Tuhaf zamanlar yaşıyoruz. Belki de zamanlar hep böyle tuhaftı da sadece ben fark etmiyordum. Sonuçta daha kısa bir süre öncesine kadar çocuktum. Diğer yandan henüz bir adam da sayılmam. Bütün sıkıntı buradan kaynaklanıyor. Ve işte bu bizi bir sonraki konuya getiriyor : Şu kızla şimdilik hiçbir şey olmadı. Belki de aşk bana göre bir şey değil . Sence aşka uygun muyum? Doğrusunu söylemek gerekirse , insanın kendi annesine bu konuları sorması çok tuhaf bir his. Neden insan utanıyor. Fakat mesafeden dolayı bunu yapmak şuan daha kolay. Canım annem sıklıkla kederliyim ve nedenini bilmiyorum. Ama sık sık kederlenip nedenini bilmediğim de oluyor; böylesi daha kötü.. Pozisyonum gereği ileri bakmak zorundayım. Eğer dilersen , sevgili anneciğim, benimle gurur duyabilirsin !
Oğlun Franz
Franz adam oluşunu ilişki yaşayabilme şartına bağlıyor. Annesinin hayatını devam ettirebilmek için sürekli birinin desteğini hissetmek istemesi, ilişki yaşaması belki de Franz’ a bu yolu öğretmişti. Bizim öğrendiğimiz yollar ne ? Öte yandan gurur duyulmayı bekleyen Franz’ ı da görmezden gelemeyiz ve oldukça naif bir şekilde “anneciğim” deyişini de.
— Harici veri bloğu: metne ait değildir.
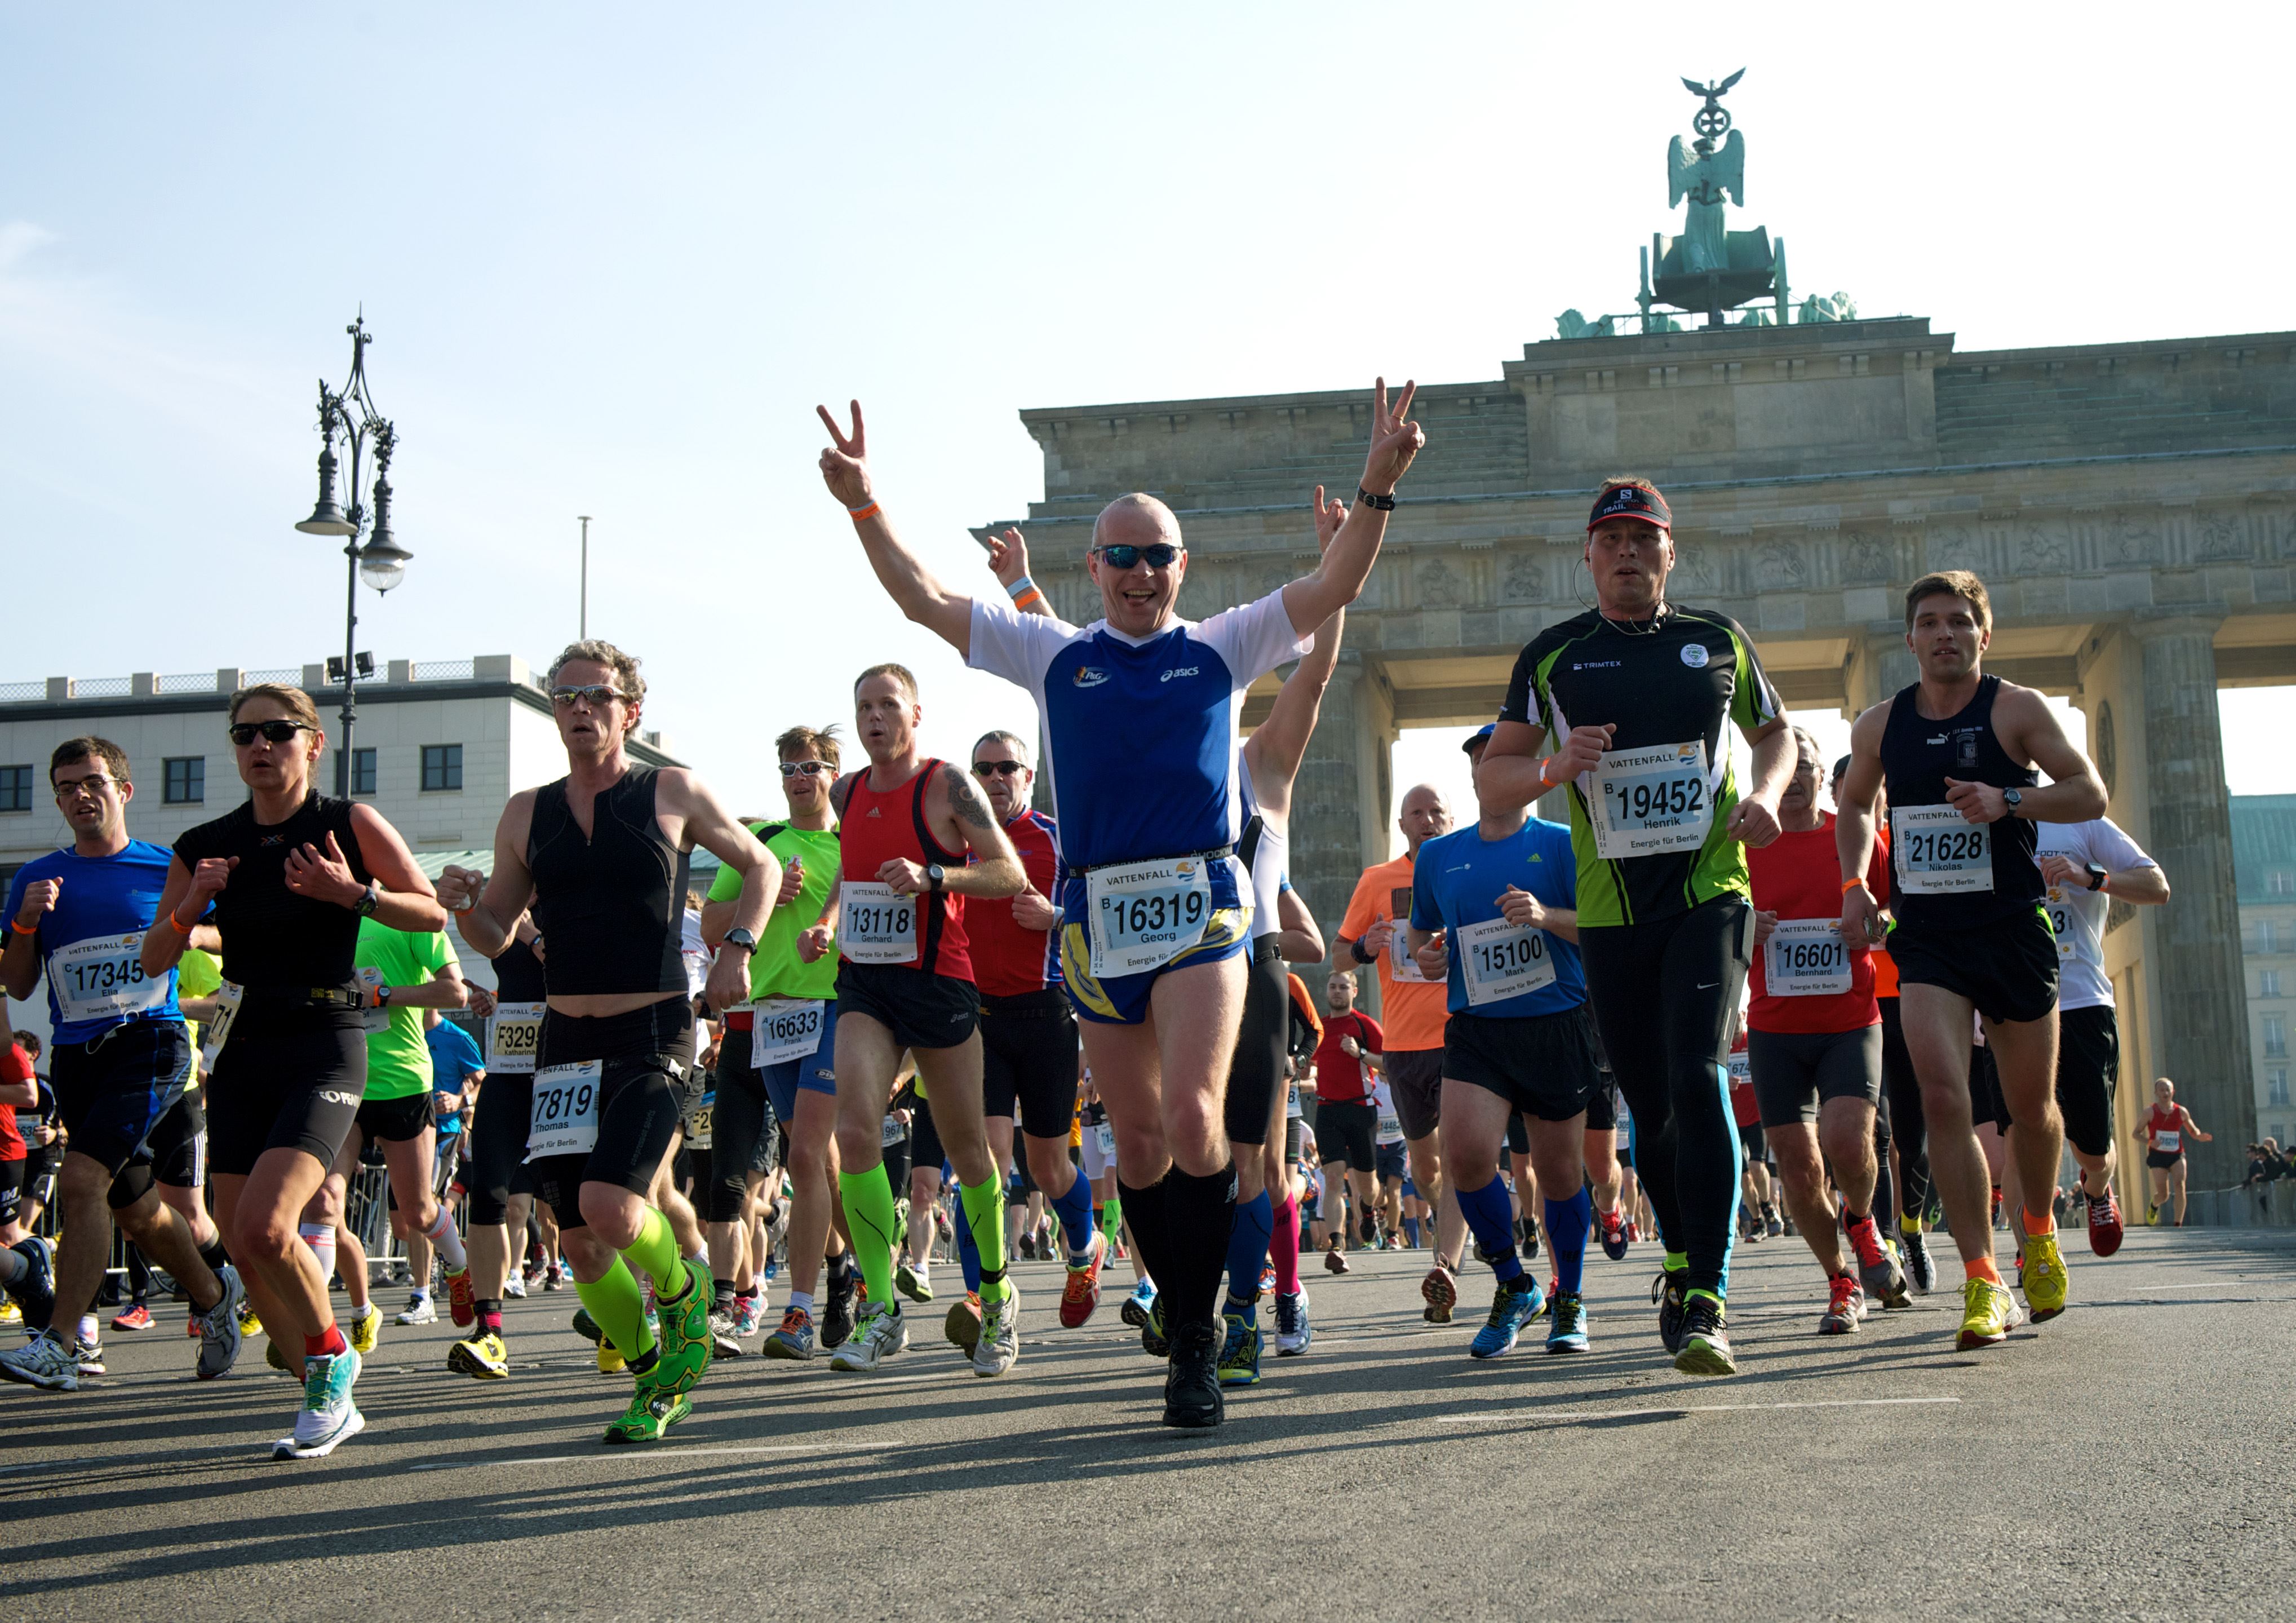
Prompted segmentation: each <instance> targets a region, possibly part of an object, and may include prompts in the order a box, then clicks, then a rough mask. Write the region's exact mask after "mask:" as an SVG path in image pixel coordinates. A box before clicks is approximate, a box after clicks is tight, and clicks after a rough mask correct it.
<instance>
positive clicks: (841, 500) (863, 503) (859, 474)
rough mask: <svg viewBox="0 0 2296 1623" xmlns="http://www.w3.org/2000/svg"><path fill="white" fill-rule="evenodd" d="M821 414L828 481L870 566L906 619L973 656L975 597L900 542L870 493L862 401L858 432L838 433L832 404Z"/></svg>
mask: <svg viewBox="0 0 2296 1623" xmlns="http://www.w3.org/2000/svg"><path fill="white" fill-rule="evenodd" d="M815 411H820V413H822V422H824V425H827V427H829V441H831V443H829V448H827V450H822V482H824V484H829V494H831V496H836V498H838V500H840V503H845V510H847V514H852V521H854V530H856V533H859V535H861V551H863V553H868V565H870V569H875V572H877V583H879V585H882V588H884V590H886V597H891V599H893V604H895V606H898V608H900V613H902V615H907V618H909V620H914V622H916V624H921V627H925V629H928V631H932V634H934V636H939V638H941V640H944V643H948V645H951V647H953V650H957V654H960V657H962V654H969V652H971V640H974V599H971V597H957V595H955V592H951V590H948V588H946V585H941V583H939V581H937V578H934V574H932V572H930V569H925V565H923V562H918V558H916V553H912V551H909V549H907V546H902V544H900V537H898V535H893V523H891V521H889V519H886V517H884V507H879V505H877V498H875V496H872V494H870V475H868V438H866V429H863V425H861V402H859V399H856V402H852V411H854V427H852V434H840V432H838V420H836V418H831V416H829V409H827V406H815Z"/></svg>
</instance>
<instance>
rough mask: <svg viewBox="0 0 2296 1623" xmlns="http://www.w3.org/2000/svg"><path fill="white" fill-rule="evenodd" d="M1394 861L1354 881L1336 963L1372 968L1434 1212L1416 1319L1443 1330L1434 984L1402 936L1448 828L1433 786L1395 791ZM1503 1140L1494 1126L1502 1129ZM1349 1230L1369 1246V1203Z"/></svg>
mask: <svg viewBox="0 0 2296 1623" xmlns="http://www.w3.org/2000/svg"><path fill="white" fill-rule="evenodd" d="M1396 826H1401V829H1403V856H1396V859H1394V861H1384V863H1375V865H1371V868H1366V870H1364V875H1362V877H1359V879H1357V882H1355V895H1352V898H1348V916H1345V918H1341V923H1339V943H1336V957H1339V962H1341V964H1375V966H1378V978H1380V1026H1382V1028H1384V1033H1387V1058H1384V1063H1382V1074H1384V1077H1387V1084H1389V1090H1391V1093H1394V1100H1396V1120H1398V1125H1401V1127H1403V1139H1405V1148H1407V1152H1410V1168H1412V1182H1414V1185H1417V1187H1419V1194H1424V1196H1426V1198H1428V1201H1430V1203H1433V1205H1435V1258H1433V1267H1430V1269H1428V1276H1426V1279H1424V1281H1421V1283H1419V1295H1421V1297H1424V1299H1426V1309H1421V1318H1426V1320H1428V1322H1430V1325H1449V1322H1451V1306H1453V1304H1456V1302H1458V1253H1460V1247H1463V1244H1465V1240H1467V1219H1465V1217H1463V1214H1460V1210H1458V1198H1456V1196H1453V1194H1451V1189H1449V1187H1446V1185H1444V1180H1442V1155H1440V1152H1437V1141H1435V1129H1437V1127H1440V1125H1442V1074H1444V1072H1442V1061H1444V1035H1442V1033H1444V999H1446V994H1444V987H1442V983H1440V980H1428V978H1426V976H1424V973H1421V971H1419V962H1417V960H1414V957H1412V955H1410V950H1407V946H1405V937H1407V932H1410V918H1412V863H1414V861H1417V859H1419V849H1421V847H1424V845H1426V842H1428V840H1430V838H1435V836H1440V833H1449V831H1451V808H1449V806H1444V799H1442V790H1437V787H1435V785H1433V783H1421V785H1419V787H1414V790H1410V792H1405V797H1403V810H1401V815H1398V817H1396ZM1502 1136H1504V1127H1502ZM1357 1212H1359V1217H1357V1233H1359V1235H1362V1240H1364V1242H1366V1244H1368V1242H1371V1205H1368V1203H1366V1205H1362V1207H1357Z"/></svg>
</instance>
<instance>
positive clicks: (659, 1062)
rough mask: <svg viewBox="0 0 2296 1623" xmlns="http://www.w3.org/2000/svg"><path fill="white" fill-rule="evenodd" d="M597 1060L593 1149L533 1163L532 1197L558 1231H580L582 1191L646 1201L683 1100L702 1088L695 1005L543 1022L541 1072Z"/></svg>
mask: <svg viewBox="0 0 2296 1623" xmlns="http://www.w3.org/2000/svg"><path fill="white" fill-rule="evenodd" d="M588 1061H599V1063H602V1067H599V1084H597V1088H599V1093H597V1106H595V1109H597V1143H595V1146H592V1148H590V1150H588V1152H583V1155H551V1157H544V1159H537V1162H535V1194H537V1196H542V1198H544V1201H549V1203H551V1210H553V1212H556V1214H558V1226H560V1228H583V1226H585V1224H583V1214H581V1187H583V1185H613V1187H615V1189H627V1191H629V1194H636V1196H643V1194H645V1191H647V1189H652V1187H654V1173H657V1171H659V1168H661V1157H664V1155H666V1152H668V1148H670V1139H675V1136H677V1125H680V1120H684V1113H687V1100H689V1095H691V1093H693V1090H696V1088H698V1086H700V1072H696V1070H693V1005H691V1003H687V1001H684V999H682V996H675V999H661V1001H659V1003H647V1005H645V1008H634V1010H629V1012H627V1015H599V1017H590V1019H583V1017H576V1015H560V1012H558V1010H549V1012H546V1015H544V1017H542V1054H540V1056H537V1061H535V1063H537V1072H535V1084H537V1086H542V1084H544V1077H542V1070H549V1067H553V1065H583V1063H588Z"/></svg>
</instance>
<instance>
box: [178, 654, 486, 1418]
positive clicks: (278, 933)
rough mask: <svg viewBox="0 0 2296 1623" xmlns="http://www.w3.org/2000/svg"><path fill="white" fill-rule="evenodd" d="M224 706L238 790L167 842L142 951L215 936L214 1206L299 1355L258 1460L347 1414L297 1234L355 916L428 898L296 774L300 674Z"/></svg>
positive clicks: (349, 951) (348, 1048)
mask: <svg viewBox="0 0 2296 1623" xmlns="http://www.w3.org/2000/svg"><path fill="white" fill-rule="evenodd" d="M230 716H232V725H230V737H232V753H234V755H236V758H239V778H241V783H246V785H248V801H246V803H243V806H239V810H234V813H230V815H225V817H218V820H214V822H204V824H200V826H197V829H191V831H188V833H184V836H181V838H179V840H177V842H174V861H170V863H168V886H165V891H163V893H161V902H158V923H156V925H154V927H152V930H149V932H147V934H145V946H142V966H145V973H147V976H161V973H165V971H168V969H172V966H174V962H177V960H179V957H181V955H184V946H186V941H188V939H191V934H188V932H191V927H193V925H197V923H202V921H207V923H214V925H216V930H218V932H220V934H223V992H220V1005H218V1012H216V1019H214V1024H211V1026H209V1033H207V1045H204V1058H207V1067H209V1077H207V1095H209V1097H207V1125H209V1152H211V1157H214V1182H216V1217H218V1219H220V1226H223V1235H225V1244H227V1247H230V1251H232V1258H234V1260H236V1263H239V1267H241V1269H243V1274H246V1286H248V1295H250V1297H253V1299H255V1311H257V1313H262V1320H264V1325H266V1327H269V1331H271V1341H273V1343H276V1345H278V1350H280V1352H282V1354H287V1361H289V1364H292V1366H294V1364H298V1366H301V1370H303V1410H301V1414H296V1423H294V1435H292V1437H282V1439H280V1442H278V1444H276V1446H273V1458H278V1460H315V1458H319V1455H326V1453H333V1449H335V1444H340V1442H344V1439H347V1437H354V1435H356V1432H358V1430H360V1428H363V1426H365V1419H360V1414H358V1407H356V1405H354V1403H351V1384H354V1382H356V1380H358V1354H356V1352H354V1350H351V1345H349V1341H344V1336H342V1329H340V1327H338V1325H335V1313H333V1309H331V1306H328V1295H326V1281H328V1274H331V1272H333V1240H331V1237H319V1240H317V1249H315V1247H312V1244H305V1240H303V1235H301V1233H298V1214H301V1212H303V1207H305V1205H308V1203H310V1198H312V1196H315V1194H317V1191H319V1182H321V1180H324V1178H326V1171H328V1166H333V1164H335V1152H338V1150H340V1148H342V1139H344V1134H347V1132H349V1127H351V1120H354V1118H356V1116H358V1102H360V1097H363V1093H365V1086H367V1040H365V1031H363V1024H360V1008H363V1003H365V1001H367V996H365V994H363V992H360V985H358V971H356V969H354V966H351V955H354V950H356V948H358V921H360V918H374V921H377V923H381V925H388V927H390V930H409V932H429V930H445V909H443V907H439V898H436V895H434V893H432V886H429V879H425V877H422V870H420V868H416V859H413V856H411V854H409V852H406V842H404V840H402V838H400V833H397V829H393V826H390V824H388V822H383V817H381V813H377V810H374V808H372V806H356V803H351V801H338V799H333V797H326V794H319V792H315V790H312V783H310V769H312V764H315V762H317V760H319V755H321V751H324V748H326V732H324V730H321V728H319V712H317V709H315V707H312V702H310V696H308V693H305V691H303V689H294V686H282V684H273V682H262V684H255V686H250V689H241V691H239V693H234V696H232V712H230ZM321 1251H324V1253H326V1256H321Z"/></svg>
Franz, büyüdüğünü annesinin artık mektubun sonunu “anneciğin” diyerek değil de “annen” diyerek bitirişinden çıkartıyor. Yani bir şekilde hep yorumlamalar ile belki de sevildiği sonucuna, büyüdüğü sonucuna, bir işe girmesi gerektiği sonucuna varmış. Yaşantılarımız bu derece seçimlerimizi, eş seçimimizi, sevgimizi gösterme şekillerimizi, nefretimizi gösterme şekillerimizi ve daha birçok “ bizim” dediğimiz şeyi etkiliyor. Attığımız her adımın yaşantılarımızın izini sürdüğünün farkındalığında olsak neler olurdu ? Freud iç çeker ve şöyle der : “ Yolların çoğu bana bir şekilde tanıdık geliyor. Ama aslına bakarsan yolları bilmek bizim fıtratımızda yoktur. Aksine yolları bilmemek var bizim fıtratımızda. Dünyaya cevap bulmak için değil, aksine soru sormak için geliyoruz. İnsan deyim yerindeyse kesintisiz bir karanlığın içinde el yordamıyla yolunu bulmaya çalışır ve ancak çok şanslıysa bazen bir ışık noktasının parıltısını görür.” Hepimizin farkındalığın o yokuşlu yolunda sorular sorup bir ışık parıltısı görmesi dileğiyle.
Seethaler, R. (2020). Tütüncü çırağı. (Beşinci baskı ). Jaguar Yayınları.